Human-Centered RL

Human-Centered Reinforcement Learning
for Personalized Coaching in Health

Introduction

Chronic diseases, such as type 2 diabetes (T2D), hypertension, and obesity place an ever-increasing burden on individuals and society at large [1]. Health coaching, in which human experts use knowledge and experience to help individuals who wish to improve their health identify appropriate health goals, and provide practical advice, encouragement, and feedback towards attaining these goals, has emerged as an effective approach to promoting self-management [4,11,14,18]. However, there are not enough coaching professionals to accommodate the growing population of individuals with chronic diseases, particularly those in medically underserved communities with limited access to traditional healthcare [5,13]. In addition, there are disparities in access to in-person coaching, including transportation and cost [5,12].

Conversational agents (CA) have the potential to overcome these barriers and make health coaching available to more diverse populations. CA have been successfully used in many health contexts and domains, including health coaching [2]. The majority of CA in health have relied on fully-scripted approaches, in which the flow of all possible dialogs is written in advance and users choose from available requests and responses [8]. However, these approaches are less suitable for more open-ended dialogs, such as coaching dialogs in the context of chronic diseases, where the complexity of dialog structures can quickly become unmanageable, and fully-scripted dialogs can be perceived as rigid and repetitive [3, 7]. In these contexts, data-driven CA that rely on machine learning (ML) to learn appropriate dialog structures have advantages over the fully-scripted ones.

One particularly promising data-driven approach is with reinforcement learning, a machine learning technique that learns from interactions and prescribes sequences of actions towards reaching a predetermined goal (RL, [3,15]). Given the fluid and flexible structure of coaching and its emphasis on addressing unique needs of each client, RL presents a promising approach for coaching CA. However, RL-based CAs have several limitations that are particularly important in the context of health coaching. First, previous studies showed that optimization algorithms used to train RL-based CA often produce dialogs that are efficient (short) but that are perceived as random by human users [16]. Consequently, there is a need for new approaches to aligning RL-based CA with human reasoning and expectations. This is further exacerbated by the general lack of explainability of actions chosen by an RL agent, a problem common to many ML methods. Consequently, there is a need for new approaches to generating explanations for RL inferences and recommendations.

In this project, we will develop a new approach to providing health coaching with RL-based CA, while at the same time addressing the more general challenges mentioned above on designing human-centered and scalable RL-based CA. We will build upon our prior investigations of CA for nutritional coaching in T2D [9,10]. In our prior work we developed T2 Coach, a fully-scripted CA that follows a coaching protocol Brief Action Planning (BAP, [6]). T2 Coach helps individuals to set nutritional goals and provides assistance with goal attainment via daily dialogs that include reminders, suggestions, and opportunities for reflection. Furthermore, we have investigated new approaches to more directly supporting daily mealtime choices with micro-coaching, which focuses on helping individuals determine how well their planned meals align with their specified nutritional goals, a critical need that often presents a significant barrier to individuals with low nutritional literacy, and is particularly acute for medically underserved communities that suffer from higher prevalence of T2D [1].

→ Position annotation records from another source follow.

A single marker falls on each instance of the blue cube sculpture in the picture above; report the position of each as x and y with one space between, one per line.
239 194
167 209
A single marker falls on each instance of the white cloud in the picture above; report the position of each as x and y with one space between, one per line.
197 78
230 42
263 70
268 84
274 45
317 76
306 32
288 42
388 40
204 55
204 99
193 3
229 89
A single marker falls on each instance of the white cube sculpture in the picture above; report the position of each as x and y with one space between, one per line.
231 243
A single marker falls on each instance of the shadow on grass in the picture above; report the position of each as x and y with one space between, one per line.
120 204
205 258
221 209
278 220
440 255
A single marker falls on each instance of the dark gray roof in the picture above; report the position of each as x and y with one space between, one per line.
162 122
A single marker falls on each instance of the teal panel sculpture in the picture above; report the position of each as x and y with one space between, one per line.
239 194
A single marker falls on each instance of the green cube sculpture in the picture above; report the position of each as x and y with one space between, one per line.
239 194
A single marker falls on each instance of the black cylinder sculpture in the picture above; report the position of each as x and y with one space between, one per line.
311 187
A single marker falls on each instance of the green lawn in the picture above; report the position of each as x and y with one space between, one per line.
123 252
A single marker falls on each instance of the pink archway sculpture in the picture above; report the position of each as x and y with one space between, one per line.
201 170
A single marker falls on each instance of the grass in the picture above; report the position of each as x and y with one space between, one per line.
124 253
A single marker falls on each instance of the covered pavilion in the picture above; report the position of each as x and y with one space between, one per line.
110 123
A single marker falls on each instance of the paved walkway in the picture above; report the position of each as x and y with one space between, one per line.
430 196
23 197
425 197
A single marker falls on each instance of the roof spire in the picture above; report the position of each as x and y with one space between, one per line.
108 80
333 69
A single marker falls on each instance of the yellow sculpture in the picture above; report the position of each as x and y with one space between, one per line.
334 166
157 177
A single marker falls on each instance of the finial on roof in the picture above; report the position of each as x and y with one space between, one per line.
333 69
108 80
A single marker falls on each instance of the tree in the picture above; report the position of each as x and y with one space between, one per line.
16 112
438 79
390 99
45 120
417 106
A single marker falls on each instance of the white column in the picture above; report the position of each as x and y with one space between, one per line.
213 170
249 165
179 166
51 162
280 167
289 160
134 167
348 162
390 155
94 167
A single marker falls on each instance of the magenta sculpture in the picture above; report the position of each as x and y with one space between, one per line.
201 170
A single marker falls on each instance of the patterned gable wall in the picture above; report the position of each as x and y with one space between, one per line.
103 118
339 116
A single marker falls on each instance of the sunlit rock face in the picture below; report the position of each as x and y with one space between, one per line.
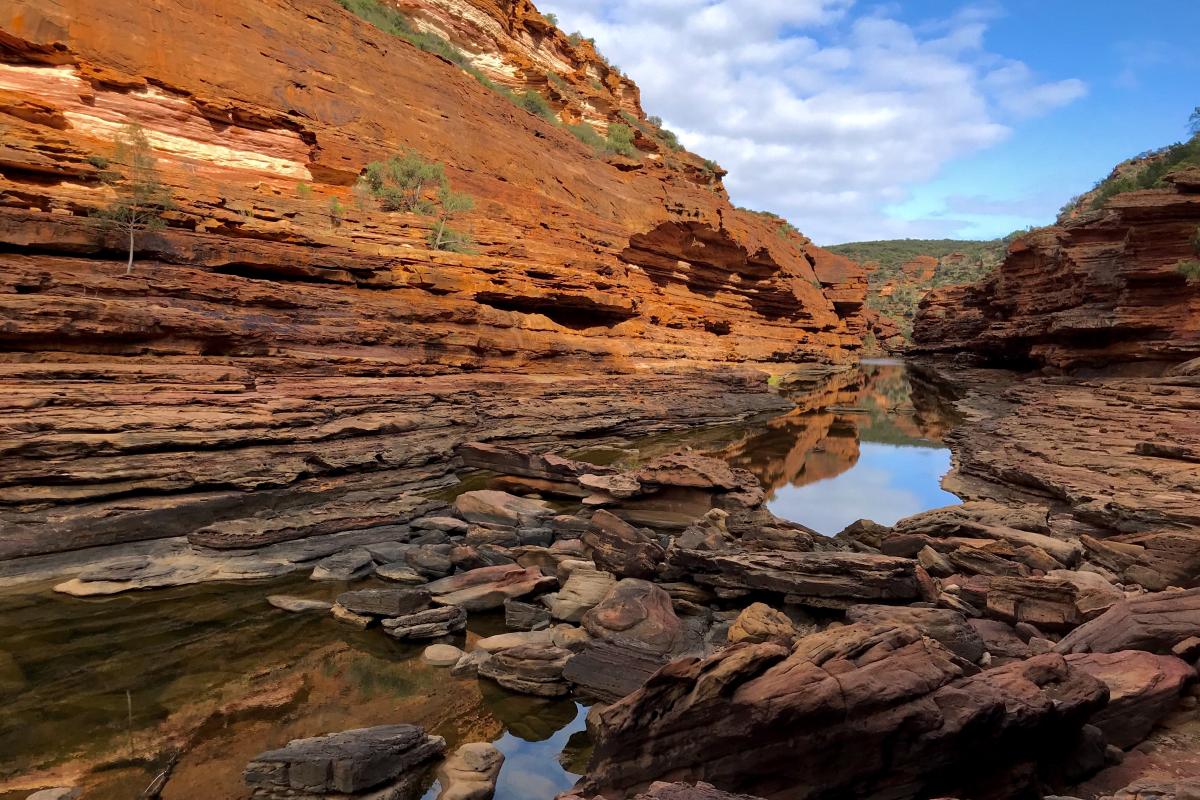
1103 290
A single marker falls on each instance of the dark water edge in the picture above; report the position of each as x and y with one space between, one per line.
111 686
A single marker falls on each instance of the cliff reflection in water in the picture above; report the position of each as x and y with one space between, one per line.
862 444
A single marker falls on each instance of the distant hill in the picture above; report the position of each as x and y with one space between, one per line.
900 271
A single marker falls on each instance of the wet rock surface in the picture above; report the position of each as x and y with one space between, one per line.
347 763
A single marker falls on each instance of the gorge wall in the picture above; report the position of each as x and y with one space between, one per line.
282 343
1105 290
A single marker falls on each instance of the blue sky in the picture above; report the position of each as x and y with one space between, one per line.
865 120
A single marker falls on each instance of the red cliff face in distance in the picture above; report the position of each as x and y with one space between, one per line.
283 340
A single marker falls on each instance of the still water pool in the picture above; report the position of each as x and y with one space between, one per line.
105 692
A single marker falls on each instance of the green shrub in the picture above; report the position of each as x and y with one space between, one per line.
621 139
587 134
1189 269
535 103
400 182
1151 174
449 205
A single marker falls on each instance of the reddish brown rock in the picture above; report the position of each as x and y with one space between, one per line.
279 338
870 711
1143 689
1097 290
621 548
1155 623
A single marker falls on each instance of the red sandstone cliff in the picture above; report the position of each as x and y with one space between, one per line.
271 360
1105 288
580 258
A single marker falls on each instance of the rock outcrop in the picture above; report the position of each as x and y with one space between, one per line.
862 710
282 337
1098 290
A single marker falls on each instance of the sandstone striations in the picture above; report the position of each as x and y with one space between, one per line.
283 342
1098 290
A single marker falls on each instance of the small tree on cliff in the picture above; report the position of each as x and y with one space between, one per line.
400 182
449 205
141 197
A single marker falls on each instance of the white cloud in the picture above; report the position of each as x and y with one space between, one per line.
820 115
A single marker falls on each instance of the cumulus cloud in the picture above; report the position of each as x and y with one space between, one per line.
821 113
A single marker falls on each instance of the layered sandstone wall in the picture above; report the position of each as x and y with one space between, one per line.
1102 290
269 352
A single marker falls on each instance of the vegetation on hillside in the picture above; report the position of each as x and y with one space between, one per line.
1143 172
141 199
895 294
403 182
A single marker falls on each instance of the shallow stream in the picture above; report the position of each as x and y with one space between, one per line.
101 691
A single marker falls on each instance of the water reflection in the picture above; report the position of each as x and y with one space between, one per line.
108 689
861 444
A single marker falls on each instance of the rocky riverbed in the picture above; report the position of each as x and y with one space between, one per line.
665 596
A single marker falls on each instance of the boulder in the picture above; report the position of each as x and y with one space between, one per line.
442 655
1155 623
384 602
621 548
1093 594
948 627
636 611
1045 602
486 506
868 711
348 565
805 576
610 669
508 641
431 624
289 603
580 594
1001 641
489 587
1143 689
342 763
760 623
343 614
528 669
471 773
525 617
401 572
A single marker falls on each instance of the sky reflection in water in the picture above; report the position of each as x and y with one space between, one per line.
887 483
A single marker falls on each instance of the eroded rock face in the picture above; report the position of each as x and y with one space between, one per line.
279 347
342 763
1099 290
1155 623
870 710
1143 689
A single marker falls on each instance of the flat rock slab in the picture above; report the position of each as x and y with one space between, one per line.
349 762
487 588
471 773
289 603
385 602
1155 623
1143 689
351 511
609 671
351 565
487 506
430 624
841 576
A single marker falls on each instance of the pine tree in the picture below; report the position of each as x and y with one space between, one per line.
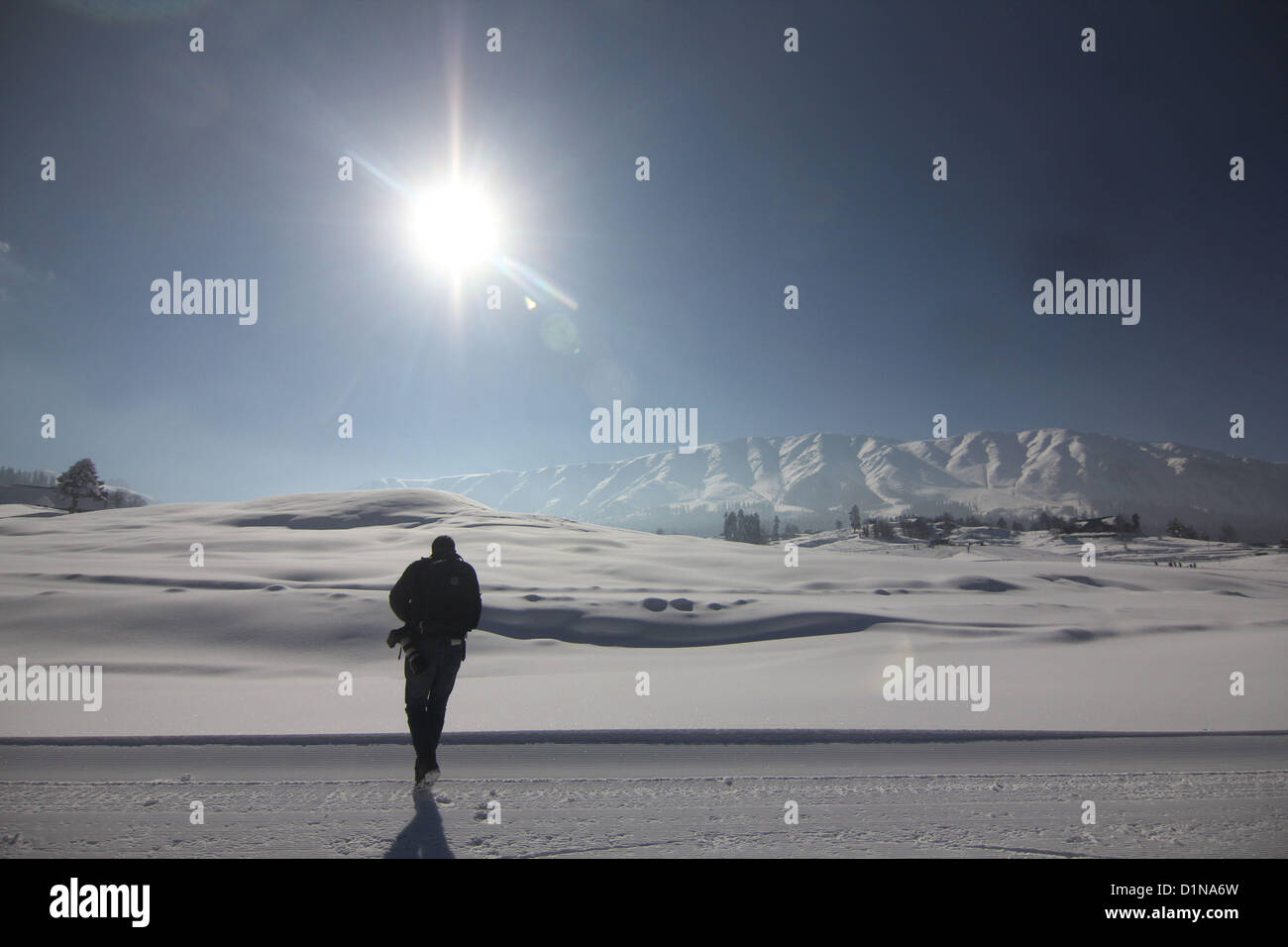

To that end, we have developed a micro-coaching CA that 1) elicits individuals’ meal plans (e.g. “Hi Lena, what do you plan to have for lunch?”), 2) collects answers as free-text responses (e.g., “a salad”), 3) converts these free-form descriptions into a computable form using natural language processing (NLP) and a food ontology, 4) assesses these descriptions on alignment with their previously established nutritional goals using a set of rules, and 5) uses follow-up questions learned using RL to disambiguate situations when initial meal descriptions do not contain sufficient information [9].

An initial evaluation study of this approach found that RL-based dialogs were able to efficiently collect information needed to determine whether meal plans met the goals or not. However, it required considerable human engineering of the RL action and reward space to align them with each nutritional goal, thus lacking generalizability. In addition, it suffered from challenges common to RL-based chatbots: while RL-learned follow-up question sequences were short and effective, they were rated low in quality and perceived as not intuitive. This was further exacerbated by the lack of explanations for both the questions and the final determination, which limited users’ ability to alter their meal choices.

In the proposed work we will address these limitations in two complementary ways. First, we will develop a more general, data-driven approach to learning appropriate follow-up questions that does not rely on manual engineering of the RL action and state spaces and is suitable for multiple nutritional goals. At the same time, we will work on addressing the more general challenges of RL-based CA of aligning RL-based dialogs with human reasoning and generating human-understandable explanations of RL inferences and recommendations.

Intellectual Merit

The intellectual merit of this research is two-fold as it will advance the state of the art in RL-based CA for health coaching, and address some of the general limitations of RL-based CA that extend beyond the domain of health coaching. Specifically, the project will include:

A set of mechanisms for delivering nutritional micro-coaching using RL-based CA. Specifically, we will develop a generalizable solution to learning appropriate follow-up questions that can work across different nutritional goals. An ability to disambiguate user statements with appropriate follow-up questions is a common need in many conversational domains and our proposed approach may inform further work in this area beyond nutritional coaching.
An approach to using representations learned by RL during question-asking to generate tailored feedback on meal-goal alignment that incorporates relevant information in the form of explanations. Explainable AI is an area of active research, and our approach to generating explanations for meal-goal alignment will contribute to this ongoing research.
A new approach to aligning RL-generated dialogs with human reasoning to improve their perceived intuitiveness and quality. Specifically, we will develop a human-centered reward design solution that incorporates user-feedback on the dialog quality and will explore inverse reinforcement learning solutions to replicate expert dialog flow and reasoning that will be informative beyond the nutritional CA use-case of this project.

Broader Impact

We anticipate that this research will be consequential to society at large in several ways. This research can pave the way for new, human-centered approaches for designing health coaching tools for diverse populations. We anticipate that conversational interfaces can lower entry barriers for engaging with technological interventions in health and wellness for diverse communities with different degrees of education and experience with technologies, and reduce “intervention-generated inequalities” in health [17]. Furthermore, while we focus on nutrition coaching, new techniques for aligning RL with human reasoning and explaining its inferences and choices to users can increase its applicability to a broader set of problems and domains.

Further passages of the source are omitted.